Date le premesse non deve stupire che per giorni la preghiera per Fabo sia stata contrapposta ai funerali negati a Piergiorgio Welby – dieci anni fa a Roma - per dimostrare che la Chiesa è finalmente cambiata, ovviamente grazie a papa Francesco. Non a caso in prima fila nella chiesa di sant’Ildefonso c’erano il leader radicale Marco Cappato, che ha accompagnato Fabo nella clinica svizzera, e la vedova Welby, felici entrambi di rilasciare interviste rafforzando l’idea di cui sopra. E per giorni nessuno della Chiesa ambrosiana che si sia preoccupato di correggere questo messaggio. Forse perché lo si condivide?

Allo stesso modo le parole del parroco sono state centrate sulla sofferenza, come Dio incontra l’uomo nella sofferenza e come per l’uomo sia difficile riconoscere Dio nella sofferenza, ma insomma alla fine sembra di capire che tutto andrà per il meglio. Nessun cenno a quanto accaduto, come se fossero equivalenti la sofferenza vissuta nell’abbandono a Cristo e la sofferenza che porta alla negazione della vita e di Dio.
Si dirà: e cosa pretendevi, tuoni e fulmini contro il suicida? Certamente no, sono ben lontano da questo stile. Ma nella Chiesa ho imparato che si deve distinguere tra peccato e peccatore, cosa oggi evidentemente superata nella “nuova Chiesa”: siccome il peccatore non va giudicato allora si giustificano tutti i peccati e tutti gli atti. 

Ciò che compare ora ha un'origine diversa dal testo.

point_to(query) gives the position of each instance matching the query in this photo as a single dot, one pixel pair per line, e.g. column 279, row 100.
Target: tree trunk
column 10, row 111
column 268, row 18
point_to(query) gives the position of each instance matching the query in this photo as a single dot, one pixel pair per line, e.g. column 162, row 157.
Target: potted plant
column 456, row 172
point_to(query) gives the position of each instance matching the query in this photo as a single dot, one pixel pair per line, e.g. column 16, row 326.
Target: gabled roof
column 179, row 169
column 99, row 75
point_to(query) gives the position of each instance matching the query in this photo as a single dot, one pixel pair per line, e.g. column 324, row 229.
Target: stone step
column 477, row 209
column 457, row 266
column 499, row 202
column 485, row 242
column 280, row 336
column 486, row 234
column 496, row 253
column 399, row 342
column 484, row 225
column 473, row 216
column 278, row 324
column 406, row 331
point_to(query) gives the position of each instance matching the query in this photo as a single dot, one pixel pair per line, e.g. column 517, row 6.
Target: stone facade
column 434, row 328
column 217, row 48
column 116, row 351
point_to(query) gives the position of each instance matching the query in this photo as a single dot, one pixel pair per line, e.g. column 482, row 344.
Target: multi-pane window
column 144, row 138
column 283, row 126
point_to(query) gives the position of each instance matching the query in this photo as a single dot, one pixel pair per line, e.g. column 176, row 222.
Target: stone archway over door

L’attenzione, la delicatezza verso le persone sofferenti - anche parenti di un suicida che della propria morte ha voluto fare una bandiera politica - non possono escludere un modo appropriato ma chiaro per richiamare a ciò che è vero. E questa è carità – e preoccupazione educativa - sia verso i familiari sia verso il popolo cristiano, visto che il momento di preghiera è stato reso ampiamente conosciuto.

Invece, piaccia o non piaccia ai responsabili della Curia ambrosiana, il messaggio passato è che ormai la Chiesa ha svoltato anche sul suicidio e sull’eutanasia: c’è sempre una condanna formale, ma nella prassi c’è molta comprensione e partecipazione. E tale comprensione è così forte da far dimenticare la condanna. Del resto ricordiamo che c’è già chi sostiene che la Chiesa dovrebbe stabilire dei riti ad hoc per coloro che decidono di ricorrere al suicidio assistito e all’eutanasia (ormai la parola d’ordine è “accompagnare”).

Conosco già l’obiezione: in un mondo che non conosce più il vocabolario della Chiesa, non si può partire dai giudizi, bisogna accompagnare le persone, insistere piuttosto nel testimoniare la bellezza della propria vita. In questo senso, il parroco di Sant’Ildefonso ha detto ai giornalisti prima della liturgia che si augurava che questo servisse almeno «a riflettere sul senso della vita». Auspicio che in effetti trovava eco nei pensieri espressi nel suo intervento dopo la lettura del Vangelo.

Che la morte di chiunque ci costringa a riflettere sul senso della vita non c’è dubbio. Ma è questo lo scopo della preghiera per un defunto? Si è sentito ripetere tante volte «siamo qui per pregare», «è un momento di preghiera» e così via. Ma pregare chi e perché? In tutte le cose sentite in questi giorni e anche in chiesa venerdì sera, non si è capito. Alla fine il momento di preghiera diventa un bel momento di commozione collettiva, che ci fa sentire più buoni per un’oretta e soddisfatti per la bella cerimonia. E poi? All’anima di Fabo chi ci pensa? Il catechismo ci dice che la preghiera di suffragio è per aiutare le anime del Purgatorio ad alleviare le proprie sofferenze, per abbreviare la purificazione. Ma dire queste cose è scomodo, può turbare. Meglio lasciar credere che Fabo adesso sia libero, stia ballando, sia sicuramente nella pace di Dio. Allora anche i fuochi d’artificio hanno il loro perché.